生活の中の楽しみや役割を見出す支援~何かできることを一緒に探そう
症状マネジメントと並んで重要なのが、生活の質を高める取り組みです。
体調や気持ちに波はあるかもしれませんが、できる範囲で、その人らしい暮らしを続けられるよう支援することが何より大切。
たとえば、趣味の時間を作ること。以前は好きだった俳句や編み物、ガーデニングなど、ささやかでも、その人の心を潤すような趣味活動を見つけ、続けられるよう後押しする。それが、私たち家族の大切な役目です。
また、家族の中での役割を持つことも、大きな励みになります。洗濯物をたたむ、花に水をやる、孫の話し相手になるなど、「この人にしかできないこと」を一緒に探してみましょう。
もちろん、無理のない範囲で。ほんの少しでも、「家族の役に立っている」と感じられたら、それが生きる張り合いにもつながるはずです。
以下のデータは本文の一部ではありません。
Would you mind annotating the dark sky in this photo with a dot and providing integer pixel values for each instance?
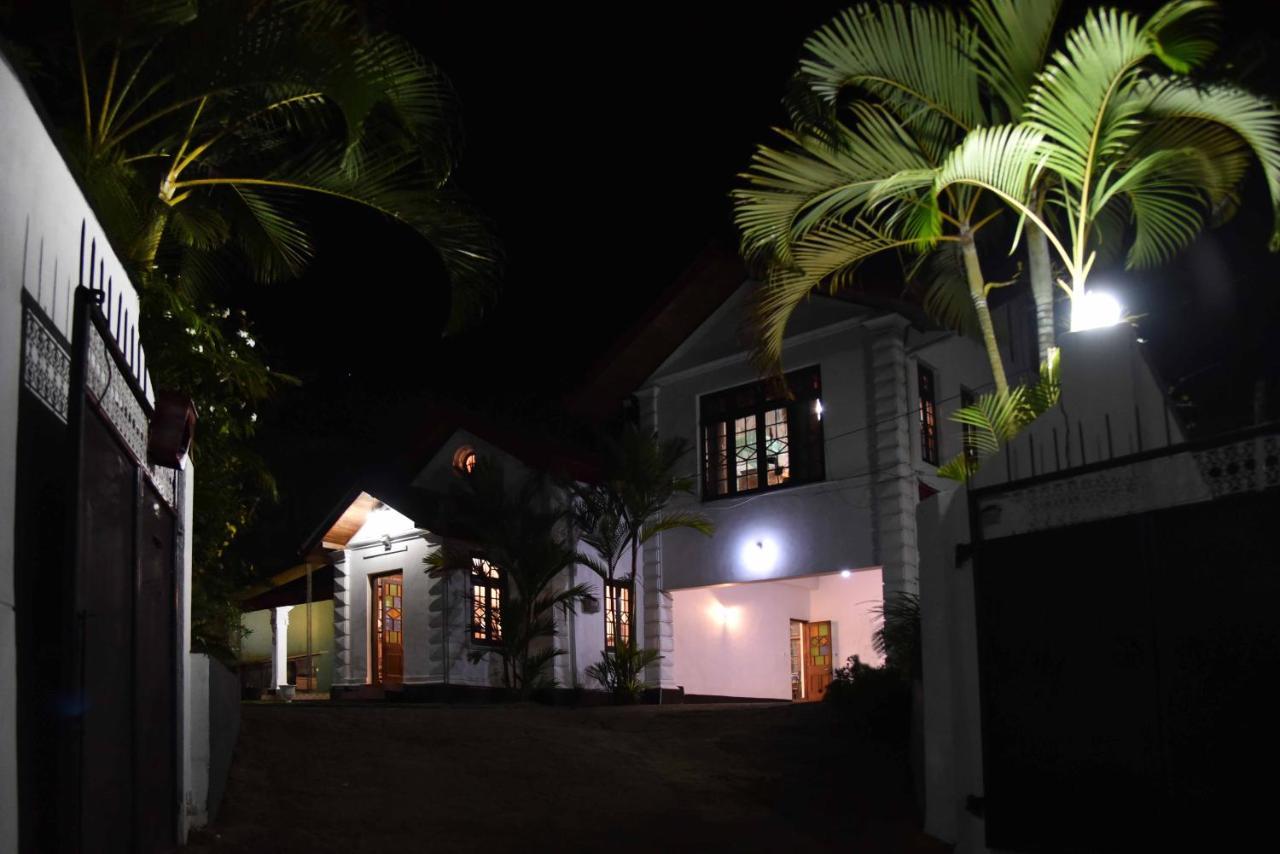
(602, 141)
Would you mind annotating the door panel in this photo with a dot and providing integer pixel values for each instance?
(389, 630)
(106, 508)
(154, 656)
(818, 661)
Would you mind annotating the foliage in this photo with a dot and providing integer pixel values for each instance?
(897, 636)
(995, 419)
(876, 699)
(629, 507)
(517, 528)
(885, 90)
(621, 671)
(1132, 145)
(196, 131)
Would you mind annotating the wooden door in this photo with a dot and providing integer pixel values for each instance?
(388, 630)
(818, 661)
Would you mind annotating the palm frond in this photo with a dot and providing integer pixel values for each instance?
(915, 59)
(1013, 42)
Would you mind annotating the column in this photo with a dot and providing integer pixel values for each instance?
(894, 484)
(280, 645)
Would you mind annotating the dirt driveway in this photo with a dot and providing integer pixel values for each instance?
(398, 777)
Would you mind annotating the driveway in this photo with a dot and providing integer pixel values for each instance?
(400, 777)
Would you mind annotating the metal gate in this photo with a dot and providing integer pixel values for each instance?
(99, 546)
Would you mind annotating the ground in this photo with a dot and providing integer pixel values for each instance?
(398, 777)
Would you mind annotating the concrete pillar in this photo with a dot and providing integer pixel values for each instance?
(890, 448)
(342, 640)
(280, 645)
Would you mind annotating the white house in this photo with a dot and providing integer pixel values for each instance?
(813, 499)
(95, 562)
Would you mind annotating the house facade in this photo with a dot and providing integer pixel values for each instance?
(813, 497)
(813, 492)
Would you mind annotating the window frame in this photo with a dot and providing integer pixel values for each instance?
(617, 597)
(490, 635)
(927, 410)
(970, 453)
(721, 410)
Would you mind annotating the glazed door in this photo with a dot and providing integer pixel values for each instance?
(818, 660)
(388, 630)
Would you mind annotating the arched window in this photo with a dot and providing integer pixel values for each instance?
(465, 460)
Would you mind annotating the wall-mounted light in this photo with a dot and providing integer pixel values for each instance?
(1095, 310)
(759, 556)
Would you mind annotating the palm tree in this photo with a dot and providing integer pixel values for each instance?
(1127, 137)
(200, 132)
(883, 90)
(519, 529)
(643, 476)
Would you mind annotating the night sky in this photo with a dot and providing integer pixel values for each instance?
(602, 144)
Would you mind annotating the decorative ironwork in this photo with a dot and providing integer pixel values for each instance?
(1242, 466)
(114, 396)
(1142, 485)
(928, 414)
(759, 437)
(617, 613)
(46, 368)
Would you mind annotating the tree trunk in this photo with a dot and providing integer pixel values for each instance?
(1042, 288)
(978, 293)
(149, 241)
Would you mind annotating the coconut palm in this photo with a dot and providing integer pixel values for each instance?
(882, 90)
(1128, 146)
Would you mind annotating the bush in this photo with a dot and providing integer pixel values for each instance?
(620, 671)
(877, 699)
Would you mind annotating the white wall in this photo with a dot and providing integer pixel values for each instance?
(812, 528)
(734, 640)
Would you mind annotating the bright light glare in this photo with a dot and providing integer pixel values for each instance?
(1095, 310)
(759, 556)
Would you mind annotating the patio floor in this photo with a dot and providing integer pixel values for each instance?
(385, 777)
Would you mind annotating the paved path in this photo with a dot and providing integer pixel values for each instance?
(398, 777)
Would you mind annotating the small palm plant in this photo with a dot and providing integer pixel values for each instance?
(1127, 142)
(882, 90)
(616, 517)
(517, 529)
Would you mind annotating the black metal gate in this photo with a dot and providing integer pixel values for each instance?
(1127, 670)
(99, 539)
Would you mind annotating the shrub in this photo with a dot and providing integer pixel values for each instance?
(620, 671)
(877, 699)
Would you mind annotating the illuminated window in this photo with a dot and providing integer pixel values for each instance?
(928, 414)
(465, 460)
(617, 613)
(970, 453)
(485, 603)
(755, 438)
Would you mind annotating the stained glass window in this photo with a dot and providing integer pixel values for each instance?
(762, 435)
(819, 644)
(485, 602)
(970, 453)
(928, 414)
(617, 613)
(745, 451)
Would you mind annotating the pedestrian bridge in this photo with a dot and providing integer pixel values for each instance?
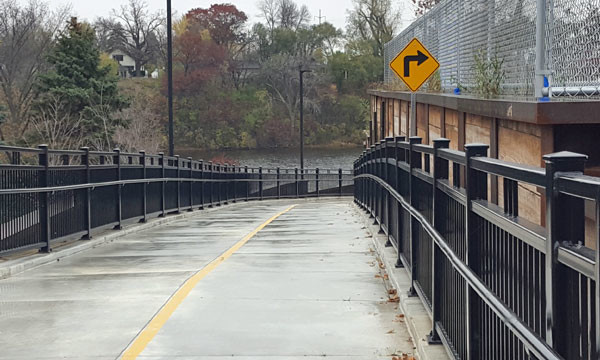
(190, 267)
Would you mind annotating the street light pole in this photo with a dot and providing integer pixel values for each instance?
(170, 79)
(302, 71)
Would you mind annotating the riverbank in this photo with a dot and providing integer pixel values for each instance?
(323, 157)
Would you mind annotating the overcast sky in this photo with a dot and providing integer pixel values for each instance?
(334, 11)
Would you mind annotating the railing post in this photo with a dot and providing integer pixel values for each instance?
(145, 185)
(296, 179)
(211, 184)
(278, 183)
(400, 156)
(565, 222)
(440, 171)
(414, 159)
(44, 198)
(371, 169)
(475, 189)
(340, 181)
(191, 167)
(235, 182)
(85, 161)
(163, 204)
(220, 183)
(387, 207)
(178, 160)
(260, 187)
(202, 185)
(117, 162)
(225, 183)
(247, 183)
(228, 184)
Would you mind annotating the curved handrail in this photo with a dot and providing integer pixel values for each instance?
(529, 338)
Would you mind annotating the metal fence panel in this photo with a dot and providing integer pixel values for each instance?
(455, 30)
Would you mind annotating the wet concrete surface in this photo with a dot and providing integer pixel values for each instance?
(304, 287)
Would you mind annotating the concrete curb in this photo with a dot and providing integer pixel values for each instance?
(416, 316)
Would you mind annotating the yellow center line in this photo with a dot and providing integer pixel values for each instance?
(159, 320)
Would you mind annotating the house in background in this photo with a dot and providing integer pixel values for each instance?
(126, 64)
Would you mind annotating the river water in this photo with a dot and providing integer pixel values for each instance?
(322, 158)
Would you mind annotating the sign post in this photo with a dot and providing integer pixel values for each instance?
(414, 65)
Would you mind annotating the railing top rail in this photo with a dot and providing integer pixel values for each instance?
(519, 172)
(66, 152)
(422, 148)
(453, 155)
(529, 339)
(170, 161)
(20, 149)
(578, 185)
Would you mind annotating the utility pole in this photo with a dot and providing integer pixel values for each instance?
(302, 71)
(320, 17)
(170, 79)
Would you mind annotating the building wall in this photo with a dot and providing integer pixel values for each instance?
(509, 140)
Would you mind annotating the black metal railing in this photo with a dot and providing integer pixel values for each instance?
(48, 196)
(496, 285)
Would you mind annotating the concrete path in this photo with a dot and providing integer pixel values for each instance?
(305, 286)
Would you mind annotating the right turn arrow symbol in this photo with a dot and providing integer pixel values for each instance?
(419, 58)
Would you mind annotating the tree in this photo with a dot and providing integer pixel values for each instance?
(290, 16)
(85, 90)
(373, 20)
(280, 74)
(138, 37)
(26, 35)
(284, 14)
(224, 22)
(109, 33)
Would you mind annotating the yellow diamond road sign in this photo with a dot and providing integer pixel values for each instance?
(414, 65)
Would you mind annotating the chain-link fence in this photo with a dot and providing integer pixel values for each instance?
(455, 30)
調査によると、高齢者の4人に3人が、「生きがいを感じている」と回答しています。その内容は、「健康であること」「趣味や楽しみ」「家族や友人との関わり」などさまざま。つまり、生きがいの源泉は、日常の何気ない営みの中にこそあるのです。
人生の最終段階だからこそ、一日一日を大切に過ごしたい。家族として、その思いに寄り添い、できることを一緒に探っていく。それが、QOLを高めるケアの本質なのかもしれません。
本人の価値観や意向を尊重した意思決定支援~家族の役割
QOLを考える上で欠かせないのが、本人の意思決定を尊重するという視点です。
治療方針の選択、療養の場所、延命措置の是非など、さまざまな局面で本人の意向を確認し、その人らしい選択ができるようサポートすること。それが私たち家族の重要な役割です。
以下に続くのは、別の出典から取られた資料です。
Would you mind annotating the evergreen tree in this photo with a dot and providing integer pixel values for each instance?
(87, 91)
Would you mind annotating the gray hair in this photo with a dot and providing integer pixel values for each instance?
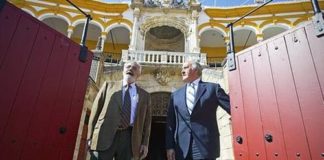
(196, 66)
(136, 63)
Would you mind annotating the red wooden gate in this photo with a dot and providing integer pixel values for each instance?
(42, 86)
(277, 98)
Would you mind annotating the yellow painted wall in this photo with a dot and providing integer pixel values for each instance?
(217, 54)
(108, 48)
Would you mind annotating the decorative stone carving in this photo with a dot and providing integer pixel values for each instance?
(160, 102)
(162, 76)
(151, 22)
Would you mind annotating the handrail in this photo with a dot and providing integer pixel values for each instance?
(84, 49)
(231, 47)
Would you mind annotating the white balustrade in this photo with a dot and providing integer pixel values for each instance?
(162, 57)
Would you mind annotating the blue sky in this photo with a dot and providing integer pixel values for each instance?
(219, 3)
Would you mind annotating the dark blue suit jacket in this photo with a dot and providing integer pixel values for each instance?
(201, 124)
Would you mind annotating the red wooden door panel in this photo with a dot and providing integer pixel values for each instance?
(27, 94)
(288, 106)
(9, 17)
(238, 117)
(272, 131)
(43, 85)
(61, 108)
(39, 126)
(308, 90)
(251, 108)
(316, 47)
(13, 67)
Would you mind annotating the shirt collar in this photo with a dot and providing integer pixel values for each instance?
(195, 82)
(132, 84)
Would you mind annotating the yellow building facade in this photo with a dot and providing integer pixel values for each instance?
(161, 34)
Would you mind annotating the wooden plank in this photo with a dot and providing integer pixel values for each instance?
(9, 19)
(36, 145)
(308, 90)
(63, 102)
(12, 69)
(241, 151)
(27, 94)
(73, 120)
(251, 108)
(290, 115)
(268, 104)
(317, 48)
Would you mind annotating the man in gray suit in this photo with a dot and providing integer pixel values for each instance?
(120, 120)
(192, 131)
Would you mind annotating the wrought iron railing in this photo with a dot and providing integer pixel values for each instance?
(162, 57)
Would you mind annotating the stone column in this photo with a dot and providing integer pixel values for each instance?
(194, 31)
(103, 40)
(133, 43)
(259, 37)
(70, 31)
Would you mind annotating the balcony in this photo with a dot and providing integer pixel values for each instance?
(162, 57)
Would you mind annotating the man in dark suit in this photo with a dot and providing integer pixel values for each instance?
(192, 131)
(120, 120)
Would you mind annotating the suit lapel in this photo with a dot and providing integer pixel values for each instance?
(200, 91)
(139, 97)
(183, 106)
(119, 95)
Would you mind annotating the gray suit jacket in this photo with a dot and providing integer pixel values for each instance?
(105, 118)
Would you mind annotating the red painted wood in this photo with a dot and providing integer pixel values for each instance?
(45, 84)
(39, 126)
(9, 19)
(13, 67)
(241, 151)
(62, 105)
(317, 50)
(268, 104)
(27, 95)
(251, 108)
(77, 100)
(308, 90)
(288, 106)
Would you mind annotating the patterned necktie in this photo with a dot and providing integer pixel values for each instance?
(126, 110)
(190, 97)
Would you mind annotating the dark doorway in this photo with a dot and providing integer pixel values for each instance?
(159, 103)
(157, 139)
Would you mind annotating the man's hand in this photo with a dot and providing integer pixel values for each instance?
(170, 154)
(143, 151)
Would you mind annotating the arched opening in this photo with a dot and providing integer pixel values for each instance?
(159, 102)
(244, 38)
(212, 42)
(92, 35)
(164, 38)
(272, 31)
(57, 23)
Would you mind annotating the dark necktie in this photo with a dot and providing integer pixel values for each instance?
(126, 110)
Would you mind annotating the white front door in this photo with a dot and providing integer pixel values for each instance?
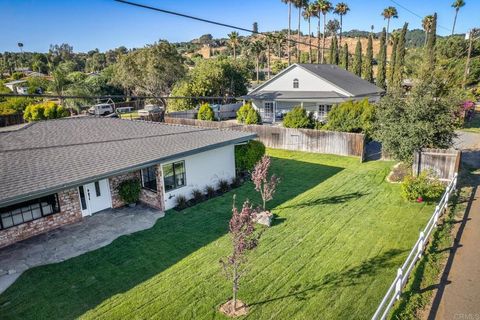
(94, 197)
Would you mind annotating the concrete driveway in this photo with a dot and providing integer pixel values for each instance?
(73, 240)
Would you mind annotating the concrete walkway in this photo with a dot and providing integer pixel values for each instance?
(73, 240)
(458, 294)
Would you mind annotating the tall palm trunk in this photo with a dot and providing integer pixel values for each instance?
(310, 39)
(323, 41)
(298, 36)
(341, 27)
(268, 60)
(289, 32)
(388, 27)
(455, 21)
(318, 38)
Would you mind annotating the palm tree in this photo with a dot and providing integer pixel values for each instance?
(300, 4)
(457, 5)
(289, 2)
(325, 7)
(341, 9)
(256, 48)
(280, 40)
(233, 36)
(389, 13)
(269, 41)
(308, 13)
(427, 25)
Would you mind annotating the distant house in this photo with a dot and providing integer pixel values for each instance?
(316, 87)
(17, 86)
(56, 172)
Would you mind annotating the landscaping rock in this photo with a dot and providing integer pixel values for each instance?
(264, 217)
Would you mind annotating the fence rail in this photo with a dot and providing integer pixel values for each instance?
(395, 289)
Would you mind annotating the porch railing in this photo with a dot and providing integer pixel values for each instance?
(395, 289)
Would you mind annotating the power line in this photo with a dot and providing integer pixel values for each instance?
(208, 21)
(416, 14)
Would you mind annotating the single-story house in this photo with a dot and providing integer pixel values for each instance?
(316, 87)
(17, 86)
(56, 172)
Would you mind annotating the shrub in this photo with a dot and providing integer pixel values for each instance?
(351, 116)
(206, 113)
(210, 191)
(236, 182)
(298, 118)
(248, 115)
(247, 155)
(129, 191)
(181, 202)
(197, 195)
(223, 185)
(422, 187)
(44, 111)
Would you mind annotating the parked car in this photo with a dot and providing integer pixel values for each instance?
(101, 109)
(150, 110)
(124, 110)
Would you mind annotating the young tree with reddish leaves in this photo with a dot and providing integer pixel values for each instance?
(263, 183)
(244, 238)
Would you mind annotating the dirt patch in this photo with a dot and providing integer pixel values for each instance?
(228, 309)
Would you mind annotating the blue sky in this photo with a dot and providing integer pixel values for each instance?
(106, 24)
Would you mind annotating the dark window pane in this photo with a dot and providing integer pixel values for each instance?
(82, 198)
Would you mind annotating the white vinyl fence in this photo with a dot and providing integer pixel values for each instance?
(393, 293)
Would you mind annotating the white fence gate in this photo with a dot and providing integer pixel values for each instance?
(393, 293)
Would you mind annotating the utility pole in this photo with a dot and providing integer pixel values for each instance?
(472, 34)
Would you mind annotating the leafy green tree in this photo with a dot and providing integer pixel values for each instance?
(388, 14)
(298, 118)
(368, 63)
(423, 119)
(382, 62)
(341, 9)
(393, 59)
(400, 58)
(205, 112)
(217, 77)
(352, 116)
(345, 56)
(44, 111)
(248, 115)
(357, 59)
(152, 70)
(457, 5)
(325, 7)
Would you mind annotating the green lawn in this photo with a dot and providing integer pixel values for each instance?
(340, 235)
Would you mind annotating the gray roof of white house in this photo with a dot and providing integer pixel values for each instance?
(48, 156)
(334, 74)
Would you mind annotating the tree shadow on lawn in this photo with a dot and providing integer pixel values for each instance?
(346, 278)
(328, 200)
(68, 289)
特に、人生の最終段階においては、あらかじめ本人の意思を確認しておく「アドバンス・ケア・プランニング」の考え方が広がっています。
具体的には、以下などを元気なうちから繰り返し話し合っておくことで、本人の望む生き方を実現しやすくなるのです。
どこで療養したいか
どこで最期を迎えたいか
延命治療は望むか
とは言え、急な病状の変化などで、本人の意思が確認できないこともあります。そんなときこそ、家族の出番です。
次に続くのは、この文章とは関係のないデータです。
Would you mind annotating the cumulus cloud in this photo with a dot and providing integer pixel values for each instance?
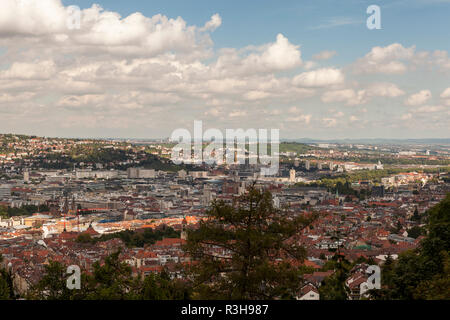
(384, 89)
(319, 78)
(138, 73)
(324, 55)
(389, 60)
(418, 98)
(445, 94)
(348, 96)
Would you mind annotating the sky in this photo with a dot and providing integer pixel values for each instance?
(141, 69)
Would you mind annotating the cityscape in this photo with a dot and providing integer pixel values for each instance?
(342, 192)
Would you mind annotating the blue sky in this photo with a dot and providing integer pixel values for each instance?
(142, 69)
(315, 24)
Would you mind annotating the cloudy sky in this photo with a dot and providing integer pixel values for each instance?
(142, 69)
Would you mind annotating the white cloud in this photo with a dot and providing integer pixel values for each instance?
(324, 55)
(418, 98)
(319, 78)
(388, 60)
(384, 89)
(213, 24)
(445, 94)
(348, 96)
(429, 109)
(329, 122)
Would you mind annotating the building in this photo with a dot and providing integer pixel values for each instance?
(5, 191)
(307, 165)
(140, 173)
(292, 175)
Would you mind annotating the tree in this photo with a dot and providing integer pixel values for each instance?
(6, 292)
(53, 284)
(112, 281)
(243, 251)
(415, 232)
(422, 273)
(161, 287)
(333, 287)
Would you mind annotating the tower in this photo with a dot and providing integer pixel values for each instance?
(183, 234)
(292, 175)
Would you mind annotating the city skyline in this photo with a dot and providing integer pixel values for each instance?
(142, 70)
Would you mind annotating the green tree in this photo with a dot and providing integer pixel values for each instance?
(112, 280)
(53, 284)
(422, 273)
(6, 292)
(241, 250)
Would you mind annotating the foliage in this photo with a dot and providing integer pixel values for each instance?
(422, 273)
(241, 251)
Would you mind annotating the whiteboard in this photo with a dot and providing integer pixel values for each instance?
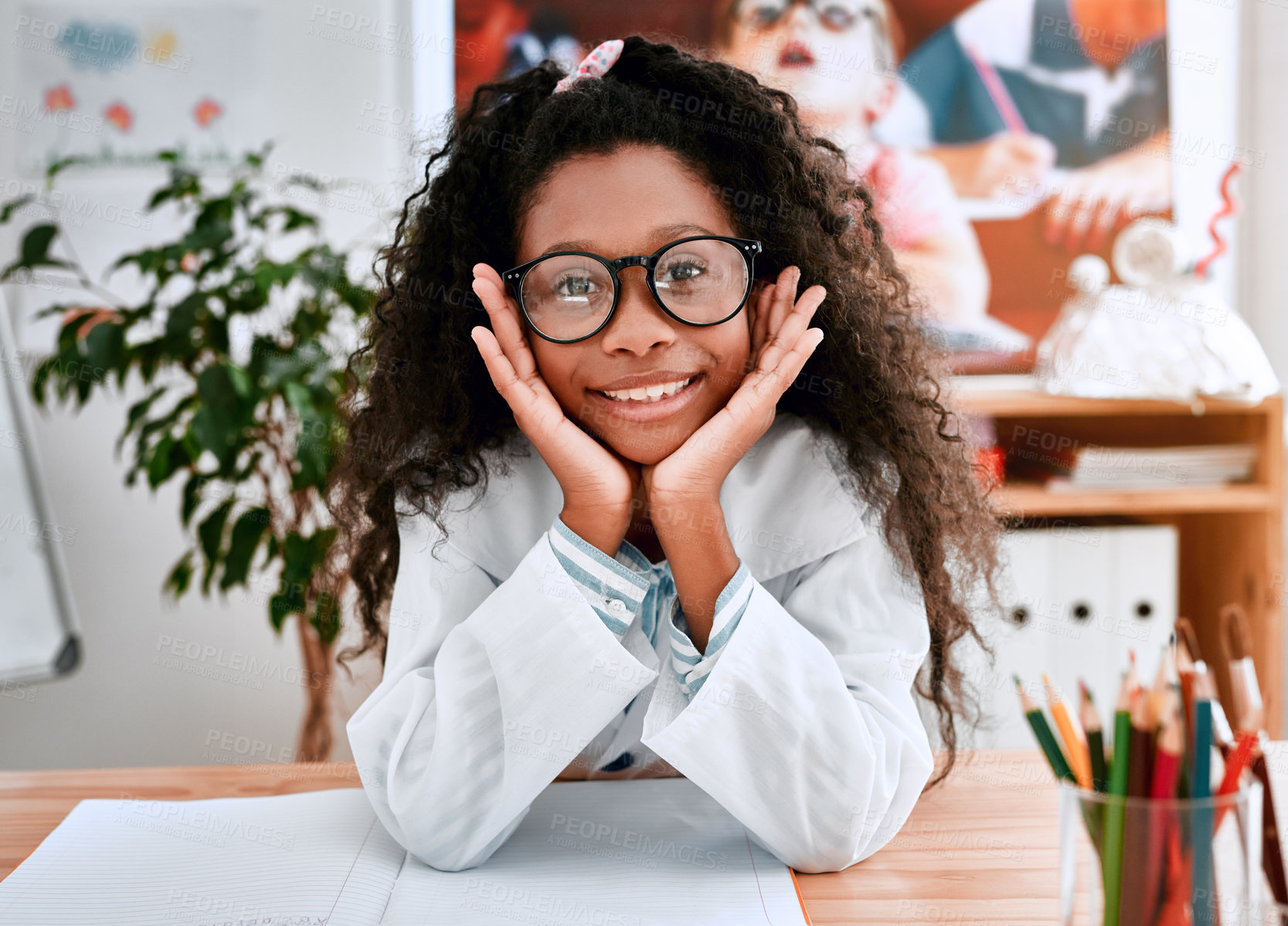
(39, 634)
日頃の何気ない会話の中から、本人の価値観や人生観をくみ取っておくこと。それが、「この人ならこう望むだろう」という推察を可能にします。
また、もし本人が自ら意思表示できなくなった場合、どのように療養を進めるか。誰を頼りにするか、家族内ではどう役割分担するか。事前に話し合っておくことで、いざというときに慌てずに済むはずです。
たとえ言葉に表せなくなっても、その人らしさを感じ取り、そっと寄り添うこと。苦しいときも、つらいときも、最期まで手を離さずにいること。その温かな見守りこそが、家族にしかできない、かけがえのないケアなのかもしれません。
以上、QOLの意味と重要性、介護を通じたQOL向上の方法などについて詳しく解説してきました。
最後に押さえておきたいのは、「その人らしく生きること」の意味の大切さです。人はみな、それぞれに輝かしい個性を持っています。たとえ心身が弱っても、その輝きは失われません。
家族にできることは、その人らしさを日々の関わりの中で見出し、お互いの心の支え合いながら、最期まで寄り添っていくこと。
たとえ介護生活が長くなっても、決して一人で抱え込まず、医療・介護の専門職とも連携を取りながら、QOLを高める適切なケアを模索し続けること。そうした日々の積み重ねが、きっと大切な人生を支える力になるはずです。
最期の時を安らかに迎えるためにも、今日から一歩ずつ。大切な人のQOL向上を目指して、あなたにできることを考えてみませんか。
苦しいときも、つらいときも、その笑顔を忘れずに。あなたの愛情が、その人の人生に光を灯し続けるのです。